Bernard details Van Vechten’s personal and professional relations with such important literary figures as Johnson, Langston Hughes, Zora Neale Hurston, Wallace Thurman, Walter White, Countee Cullen, Nella Larsen, and Rudolph Fisher. In passing, she also touches on his friendships with the artist Aaron Douglas and the legendary blues singers Bessie Smith and Ethel Waters. At the end, one is impressed by the diligence of her scholarship and effort to tie the use of the “n” word to today’s popular black culture, but unsatisfied by her critique of Van Vechten, who remains a mysterious figure.
The first Jews arrived in what became the U.S. in the mid-16th century, settling in what is now Texas but was then part of the Spanish New World empire. A century later, Sephardic Jews began to settle in the major port cities along the Atlantic coast, especially New York. They came, not as slaves like Africans, but as merchants and traders; they came, not stripped of their culture and history, but exporting a rich tradition going back centuries.
Jewish immigration to the U.S. went through two major waves during the 19th century. The first occured during the pre-Civil War era and brought German Jews and saw them spread from the larger east coast cities to smaller cities and towns in the Midwest, West, and South. According to Davis, the second wave, from 1880 – 1920, brought two million Jews from Eastern Europe and, in particular Russia, to the U.S. This mass migration transformed not only the class and social character of American Jewry, but the character of the cities where they settled.
Davis’s book offers a unique keyhole into the Jewish immigration experience in two important respects. First, by focusing on the alcohol trade, it discusses a topic often overlooked in conventional discussions of Jews in America. Second, in addition to passing discussions of New York and other major cities, her book offers an invaluable consideration of Jewish settlements in smaller cities, most notably Atlanta, Newark, and Cincinnati.
This comparison, between Jews in major and smaller cities, provides insight into how, on the one side, Jews cultivated ethnic community within urban ghettos like New York’s Lower East Side and, on the other, were required (because of their relatively small numbers) to deal with non-Jewish populations. In both cases, alcohol helped lubricate the process of acculturation.
Davis’s study makes clear that alcohol, and the alcohol trade, has long played a vital role in Jewish history. First and foremost, it was part of their religious sacrament; second, alcohol consumption was part of popular social life, whether in the home or in public institutions like saloons; and third, alcohol distilling, distribution, and sales were legitimate trades, especially in Russia and the eastern Pale. Jews brought these traditions to America.

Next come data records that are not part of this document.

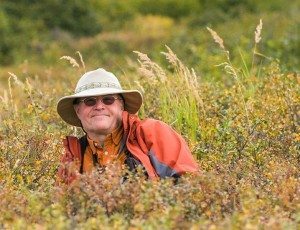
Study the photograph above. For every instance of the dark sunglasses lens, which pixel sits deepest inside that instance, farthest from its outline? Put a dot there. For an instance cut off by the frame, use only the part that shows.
(108, 100)
(91, 101)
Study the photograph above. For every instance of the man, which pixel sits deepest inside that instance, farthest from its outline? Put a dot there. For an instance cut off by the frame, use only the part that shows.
(115, 134)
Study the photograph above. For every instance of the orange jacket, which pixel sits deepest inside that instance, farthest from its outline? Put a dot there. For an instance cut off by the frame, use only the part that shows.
(161, 150)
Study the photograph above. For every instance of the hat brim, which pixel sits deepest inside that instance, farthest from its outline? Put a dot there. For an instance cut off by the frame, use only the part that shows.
(65, 108)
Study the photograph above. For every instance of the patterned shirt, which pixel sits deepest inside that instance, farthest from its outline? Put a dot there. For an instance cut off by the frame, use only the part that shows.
(106, 153)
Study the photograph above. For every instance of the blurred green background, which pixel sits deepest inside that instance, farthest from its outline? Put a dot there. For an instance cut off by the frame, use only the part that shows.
(107, 31)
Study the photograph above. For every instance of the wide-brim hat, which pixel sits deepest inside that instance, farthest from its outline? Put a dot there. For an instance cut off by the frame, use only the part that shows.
(96, 83)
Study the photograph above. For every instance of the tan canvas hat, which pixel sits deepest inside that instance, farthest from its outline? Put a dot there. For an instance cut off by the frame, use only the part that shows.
(96, 83)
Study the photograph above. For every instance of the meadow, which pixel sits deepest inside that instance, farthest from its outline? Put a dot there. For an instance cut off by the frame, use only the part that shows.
(237, 107)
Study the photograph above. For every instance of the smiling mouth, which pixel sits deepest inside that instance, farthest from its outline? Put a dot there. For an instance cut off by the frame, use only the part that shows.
(100, 115)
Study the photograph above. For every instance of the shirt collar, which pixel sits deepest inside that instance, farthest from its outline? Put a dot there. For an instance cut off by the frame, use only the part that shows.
(112, 138)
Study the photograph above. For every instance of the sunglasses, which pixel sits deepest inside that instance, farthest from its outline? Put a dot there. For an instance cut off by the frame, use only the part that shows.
(106, 100)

Looking at Cincinnati at the turn of the 20th century, Davis found that Jews accounted for about 5 percent of the city’s population, but made up about a quarter of its liquor trade. Going further, she argues that during Prohibition upward of half of the nation’s bootleggers may have been Jews.
Many of these bootleggers took advantage of a loophole in the Volstead Act that regulated Prohibition enforcement. Jews, like Italian Catholics and others, were able to produce, sell, and consume sacramental wine as part of their religious practices. This fueled a deep split within the Jewish community between those who sought to be loyal new Americans, thus honoring the 18th Amendment, and those who opposed the imposition of goyim laws on the Hebrew people.
Together, Bernard’s Carl Van Vechten & the Harlem Renaissance and Davis’s Jews and Booze shed valuable light on often overlooked aspects of the Roaring ’20s. While they may not dwell on the most cinematic aspects of prohibition, they are still worthy additions to the history of one of America’s most vibrant and divisive eras.